# Should I consolidate my savings to one account?



## Justbmad (5 Jul 2011)

Have a tracker +0.75 with 12 yrs left approx 110k costing 900pm. Both working & save 200 p/m to 2 savings a/c (3600 balance in aib), (3000 balance in ebs) Have 11,000 in credit union with 4000 car loan. Also have a 0% balance transfer credit card debt of 2000 which we hopefully will pay off before 0% runs out in 9mths time. Other savings prize bonds of 2000.
My question is should I consolidate all my savings to 1 fixed term or lump sum deposit ac for a year or 2 (we shouldnt need to use this savings all going well for at least a year) or should i pay all off capital on mortgage & reduce my term.
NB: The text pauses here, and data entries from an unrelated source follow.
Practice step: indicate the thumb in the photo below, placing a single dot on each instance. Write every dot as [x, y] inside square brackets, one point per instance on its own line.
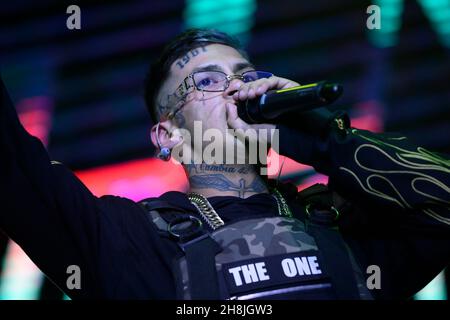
[233, 119]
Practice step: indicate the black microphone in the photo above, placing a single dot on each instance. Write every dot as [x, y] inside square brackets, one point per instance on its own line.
[274, 103]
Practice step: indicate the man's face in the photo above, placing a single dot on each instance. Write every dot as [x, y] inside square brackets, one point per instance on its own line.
[207, 107]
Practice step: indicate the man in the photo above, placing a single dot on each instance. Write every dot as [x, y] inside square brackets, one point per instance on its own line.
[235, 235]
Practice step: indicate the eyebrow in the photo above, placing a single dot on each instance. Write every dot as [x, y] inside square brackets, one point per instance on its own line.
[215, 67]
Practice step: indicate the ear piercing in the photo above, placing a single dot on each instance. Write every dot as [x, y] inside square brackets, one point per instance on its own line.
[164, 152]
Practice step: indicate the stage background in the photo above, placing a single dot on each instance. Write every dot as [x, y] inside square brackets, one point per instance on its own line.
[80, 91]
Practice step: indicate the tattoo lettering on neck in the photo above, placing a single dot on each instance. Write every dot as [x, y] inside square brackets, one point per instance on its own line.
[222, 183]
[187, 57]
[200, 168]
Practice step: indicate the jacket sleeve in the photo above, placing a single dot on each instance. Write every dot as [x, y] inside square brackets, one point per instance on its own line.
[45, 208]
[381, 170]
[395, 198]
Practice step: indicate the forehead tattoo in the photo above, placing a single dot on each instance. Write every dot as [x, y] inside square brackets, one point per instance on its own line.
[187, 57]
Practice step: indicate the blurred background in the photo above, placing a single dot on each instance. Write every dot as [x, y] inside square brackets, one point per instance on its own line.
[80, 91]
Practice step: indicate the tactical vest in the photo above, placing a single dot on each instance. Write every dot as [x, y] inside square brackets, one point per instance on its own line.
[261, 258]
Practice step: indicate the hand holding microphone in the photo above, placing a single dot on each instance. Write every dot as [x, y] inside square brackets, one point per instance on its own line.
[275, 103]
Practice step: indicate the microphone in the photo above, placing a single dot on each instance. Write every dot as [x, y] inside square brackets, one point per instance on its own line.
[274, 103]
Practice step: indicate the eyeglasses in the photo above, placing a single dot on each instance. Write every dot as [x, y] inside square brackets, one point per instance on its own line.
[211, 81]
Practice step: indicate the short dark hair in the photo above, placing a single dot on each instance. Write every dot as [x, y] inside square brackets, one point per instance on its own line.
[180, 45]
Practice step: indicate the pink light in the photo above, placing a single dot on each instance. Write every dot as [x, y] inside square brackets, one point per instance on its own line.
[136, 180]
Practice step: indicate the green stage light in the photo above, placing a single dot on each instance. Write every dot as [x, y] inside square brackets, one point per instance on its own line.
[438, 11]
[435, 290]
[390, 18]
[232, 16]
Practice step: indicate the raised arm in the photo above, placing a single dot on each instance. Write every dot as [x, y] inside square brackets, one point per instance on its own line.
[45, 208]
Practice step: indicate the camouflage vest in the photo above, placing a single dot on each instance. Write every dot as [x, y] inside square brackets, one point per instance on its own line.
[266, 258]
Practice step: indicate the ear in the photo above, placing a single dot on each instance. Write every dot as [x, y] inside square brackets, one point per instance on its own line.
[162, 135]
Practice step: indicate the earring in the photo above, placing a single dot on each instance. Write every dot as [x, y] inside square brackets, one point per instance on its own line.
[164, 152]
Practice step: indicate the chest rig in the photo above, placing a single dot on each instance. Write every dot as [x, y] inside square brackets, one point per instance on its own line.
[276, 257]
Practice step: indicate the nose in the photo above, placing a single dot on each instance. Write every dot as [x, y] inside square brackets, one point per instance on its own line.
[233, 87]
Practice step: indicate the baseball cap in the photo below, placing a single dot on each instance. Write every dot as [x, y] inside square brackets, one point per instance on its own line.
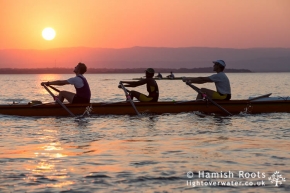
[221, 62]
[150, 70]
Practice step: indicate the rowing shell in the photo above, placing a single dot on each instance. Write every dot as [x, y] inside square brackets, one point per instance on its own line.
[125, 108]
[165, 78]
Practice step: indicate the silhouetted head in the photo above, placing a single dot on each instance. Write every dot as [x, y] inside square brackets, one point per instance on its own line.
[149, 72]
[219, 64]
[81, 68]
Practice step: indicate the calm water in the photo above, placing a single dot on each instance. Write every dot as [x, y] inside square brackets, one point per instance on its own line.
[151, 153]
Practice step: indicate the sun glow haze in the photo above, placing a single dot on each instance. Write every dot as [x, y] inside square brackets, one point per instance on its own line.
[151, 23]
[48, 33]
We would love to pay off the mortgage asap but its nice to have some savings just in case. Worried about the safety of savings in bank & cu, we are nearly 40 & was always hard to save with family but at least if we clear mortgage, house will be ours by time we are 50.


----------



## Daisy09 (5 Jul 2011)

What I would do first is pay off the cu and cc loan/debt.  It doesn't make sense to have enough savings and yet still be paying back loans.  When these are paid you will still have 7k savings and no debt apart from mortgage.  I would then keep this 7k in savings that you can access should you need to.  Don't use it to pay off mortgage capital, its always good to have a little nest egg put by, you never know whats around the corner or when you might need it.

Daisy


----------



## horusd (5 Jul 2011)

What interest rates are you currently getting from AIB & EBS? What is the comparative offer on fixed rate? Agree with Daisy it makes no sense to have a CU loan & pay interest when you could pay this off completely.  The CU is probably loss-making on two fronts, loan interest and dividends when compared to other offers available, but you might want to maintain it for other reasons. The best form of safety is to diversify your savings, perhaps including non- Irish institutions.


----------